Durante el transcurso del baile se servían bebidas, siendo muy típica la ponchela, una mezcla de vino rebajado con agua, al que se le añadía azúcar y limones, que daba un toque dulce y refrescante a la noche, ya que las bodas solían celebrarse en verano.

Lo habitual era que el festejo continuara durante todo el día y la noche, dando de cenar también a los invitados. La fiesta solía durar hasta altas horas de la madrugada, momento en el que los novios se despedían de los invitados y se retiraban juntos como esposos.
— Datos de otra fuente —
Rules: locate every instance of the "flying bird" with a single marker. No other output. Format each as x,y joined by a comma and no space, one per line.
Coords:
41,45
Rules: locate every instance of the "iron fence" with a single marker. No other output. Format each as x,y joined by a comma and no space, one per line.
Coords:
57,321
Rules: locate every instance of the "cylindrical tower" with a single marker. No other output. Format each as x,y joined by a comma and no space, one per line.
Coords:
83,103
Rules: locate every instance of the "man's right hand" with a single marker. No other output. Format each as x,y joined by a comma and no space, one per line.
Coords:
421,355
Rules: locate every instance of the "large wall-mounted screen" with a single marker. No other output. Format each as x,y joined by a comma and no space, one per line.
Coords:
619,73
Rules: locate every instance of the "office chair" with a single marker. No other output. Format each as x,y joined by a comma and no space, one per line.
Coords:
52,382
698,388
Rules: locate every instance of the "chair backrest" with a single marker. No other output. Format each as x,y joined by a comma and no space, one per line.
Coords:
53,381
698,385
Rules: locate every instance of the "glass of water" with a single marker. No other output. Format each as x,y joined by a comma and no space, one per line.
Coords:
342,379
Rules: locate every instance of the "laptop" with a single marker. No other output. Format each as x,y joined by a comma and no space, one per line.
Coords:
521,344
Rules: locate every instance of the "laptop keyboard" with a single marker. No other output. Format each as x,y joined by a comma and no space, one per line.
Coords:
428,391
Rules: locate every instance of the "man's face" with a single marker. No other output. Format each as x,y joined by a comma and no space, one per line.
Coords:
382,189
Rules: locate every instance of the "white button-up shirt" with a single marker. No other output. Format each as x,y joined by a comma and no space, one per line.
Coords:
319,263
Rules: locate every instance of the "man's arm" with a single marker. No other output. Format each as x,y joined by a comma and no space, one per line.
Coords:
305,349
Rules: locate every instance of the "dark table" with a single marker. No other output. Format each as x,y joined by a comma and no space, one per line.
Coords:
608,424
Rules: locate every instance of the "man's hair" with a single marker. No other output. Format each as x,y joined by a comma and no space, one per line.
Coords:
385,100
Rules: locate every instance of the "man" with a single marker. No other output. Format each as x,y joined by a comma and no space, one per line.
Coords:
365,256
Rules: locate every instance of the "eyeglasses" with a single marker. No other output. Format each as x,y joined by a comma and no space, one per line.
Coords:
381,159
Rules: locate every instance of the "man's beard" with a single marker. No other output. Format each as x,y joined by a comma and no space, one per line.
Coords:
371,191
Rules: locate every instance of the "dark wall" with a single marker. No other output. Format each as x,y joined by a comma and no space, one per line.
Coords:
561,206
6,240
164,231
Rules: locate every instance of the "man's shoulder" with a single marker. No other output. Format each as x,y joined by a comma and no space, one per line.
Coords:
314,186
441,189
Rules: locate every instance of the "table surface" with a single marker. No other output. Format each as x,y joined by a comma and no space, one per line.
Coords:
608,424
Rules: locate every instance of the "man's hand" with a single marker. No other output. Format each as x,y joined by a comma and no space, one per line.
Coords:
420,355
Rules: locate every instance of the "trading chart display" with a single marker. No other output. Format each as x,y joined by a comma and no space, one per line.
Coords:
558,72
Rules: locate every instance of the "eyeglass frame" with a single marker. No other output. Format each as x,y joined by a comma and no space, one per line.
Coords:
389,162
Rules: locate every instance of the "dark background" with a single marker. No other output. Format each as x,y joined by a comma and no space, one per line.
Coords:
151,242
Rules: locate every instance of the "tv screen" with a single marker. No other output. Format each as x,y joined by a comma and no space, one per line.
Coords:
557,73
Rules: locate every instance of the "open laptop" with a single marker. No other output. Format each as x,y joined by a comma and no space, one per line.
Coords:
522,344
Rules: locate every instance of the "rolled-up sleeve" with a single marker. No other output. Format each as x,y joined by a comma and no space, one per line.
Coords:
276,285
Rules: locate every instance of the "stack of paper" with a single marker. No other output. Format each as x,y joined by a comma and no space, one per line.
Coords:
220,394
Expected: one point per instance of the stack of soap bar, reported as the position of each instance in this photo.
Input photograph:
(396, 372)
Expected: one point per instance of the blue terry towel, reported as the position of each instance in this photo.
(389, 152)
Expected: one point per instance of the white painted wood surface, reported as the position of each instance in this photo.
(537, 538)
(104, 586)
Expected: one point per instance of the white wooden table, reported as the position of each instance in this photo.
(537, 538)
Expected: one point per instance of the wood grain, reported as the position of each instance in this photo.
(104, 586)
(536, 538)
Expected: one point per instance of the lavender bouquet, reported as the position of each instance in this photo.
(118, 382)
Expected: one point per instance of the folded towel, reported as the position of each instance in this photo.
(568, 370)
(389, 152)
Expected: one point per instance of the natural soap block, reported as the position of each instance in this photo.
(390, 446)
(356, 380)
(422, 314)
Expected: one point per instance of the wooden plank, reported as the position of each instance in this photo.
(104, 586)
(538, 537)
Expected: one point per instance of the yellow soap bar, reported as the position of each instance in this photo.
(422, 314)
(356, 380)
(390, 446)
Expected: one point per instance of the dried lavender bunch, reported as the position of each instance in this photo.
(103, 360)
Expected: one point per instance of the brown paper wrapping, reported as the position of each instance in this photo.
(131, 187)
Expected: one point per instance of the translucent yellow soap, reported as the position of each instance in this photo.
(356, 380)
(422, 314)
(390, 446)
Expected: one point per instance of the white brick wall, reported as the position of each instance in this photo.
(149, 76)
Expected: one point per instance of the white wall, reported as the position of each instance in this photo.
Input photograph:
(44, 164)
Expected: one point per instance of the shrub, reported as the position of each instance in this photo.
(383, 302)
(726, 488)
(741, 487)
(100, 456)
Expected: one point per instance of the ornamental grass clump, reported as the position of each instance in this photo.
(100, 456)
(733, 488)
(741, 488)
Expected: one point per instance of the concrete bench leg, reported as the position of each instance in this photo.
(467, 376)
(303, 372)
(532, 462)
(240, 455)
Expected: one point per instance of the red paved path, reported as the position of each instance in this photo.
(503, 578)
Cuando alguno de los cónyuges era viudo, o cuando uno de los dos era una persona mayor que se casaba con alguien considerablemente más joven, se llevaba a cabo la tradición de la Cencerrada, o la Zumbá. Esta práctica se llevaba a cabo como una forma de burla o chanza hacia la pareja, en particular hacia el viudo o el novio o novia mayor.

En estas bodas, los vecinos de la pareja, generalmente los mozos jóvenes, se reunían afuera de la casa de los recién casados y hacían ruido con cencerros, cornetas, cacerolas, campanas y otros objetos, mientras cantaban y bailaban en la calle. La cuestión era hacer el mayor ruido posible. De vez en cuando, se hacía un silencio que se rompía con algún grito o comentario jocoso sobre la edad o la situación de la pareja o con canciones compuestas especialmente para la ocasión. Algunos de los participantes imitaban a los cónyuges llegando incluso a imitar su voz mientras fingían conversaciones ridículas y resaltaban sus pecadillos. Esto solía extenderse por varias noches, en algunas ocasiones hasta nueve. 
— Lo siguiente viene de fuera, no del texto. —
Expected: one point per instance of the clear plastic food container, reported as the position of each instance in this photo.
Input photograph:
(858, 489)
El día siguiente, conocido como “Lunes de Boda”, era otro día de celebración. La familia se reunía de nuevo para recoger todo y ofrecer una comida especial a los novios llamada “calderillo”. Este plato consistía en un guiso de carne con patatas que se servía en cazuelas de barro.

Los mozos y mozas solían reunirse para seguir compartiendo risas y anécdotas en una merienda que prolongaba la fiesta.